Ведь правда всегда на стороне „юности“, что красноречиво подтверждали и Вы своими сочинениями всегда. Современная русская государственная машина есть, конечно, гнусная, слюнявая, вонючая старость: семидесятилетний сифилитик, который пожатием руки заражает здоровую юношескую руку. Революция русская в ее лучших представителях – юность с нимбами вокруг лица. Пускай даже она не созрела, пускай часто отрочески немудра, – завтра возмужает. Ведь это ясно, как Божий день».[43]
Блоку потребовалось увидеть не воображаемое, а истинное лицо возмужавшей революции, революционных нимбов и правду «юности», чтобы написать «Двенадцать», а потом отшатнуться и замолчать. Его ровесник Грин увидел и понял все на десять лет раньше.
Глава IV
ПОКУШЕНИЕ НА РЕВОЛЮЦИЮ
Но это в литературе.
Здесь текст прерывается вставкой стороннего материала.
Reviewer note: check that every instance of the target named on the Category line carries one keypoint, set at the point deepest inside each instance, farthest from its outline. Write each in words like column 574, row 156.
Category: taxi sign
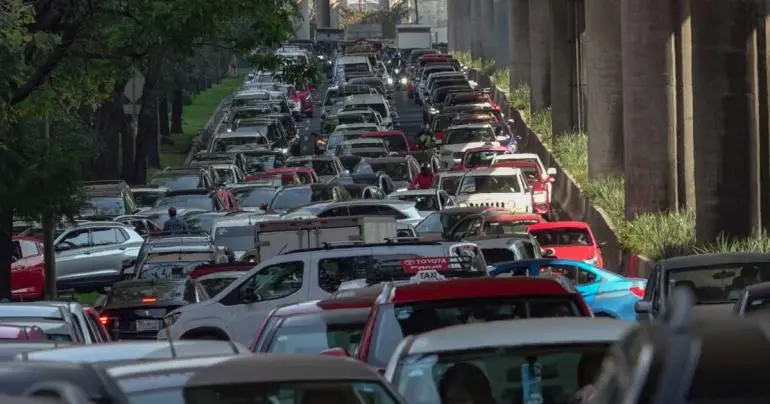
column 417, row 265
А что было в жизни? Как и почему не герои Грина, а сам он ушел из революции и с отвращением писал впоследствии обо всем, что было с нею и ее идеями связано? Грин не любил вспоминать и никогда не ставил себе в заслугу революционную деятельность, даже тогда, когда это могло принести ему моральный капитал в молодой Советской республике, хотя поплатился он за ошибки молодости порядочно, куда тяжелее, нежели, например, такие разные персонажи, как Горький, Бальмонт, Маяковский, Л. Андреев, Клюев, Пришвин или Ремизов, также склонные к революционным грехам.
Журналист Эдгар Арнольди, много раз встречавшийся с Грином в 20-е годы, писал: «Я знал, что Грин был активным участником революционного движения. Вполне естественно было ожидать, что он с готовностью будет об этом рассказывать: ведь революционные заслуги всеми и повсюду ценились, вызывали общий интерес. Но как раз об этом Грин никогда ничего не рассказывал. Наоборот, он совершенно явно проявлял полное нежелание распространяться о своей жизни. Я догадывался, что делалось это не из особой скрытности или желания утаить что-то сокровенное. Нет, насколько я мог понять, он просто считал, что пережитое им не может составить интереса для других, да и сам, по-видимому, не испытывал влечения к погружению в воспоминания».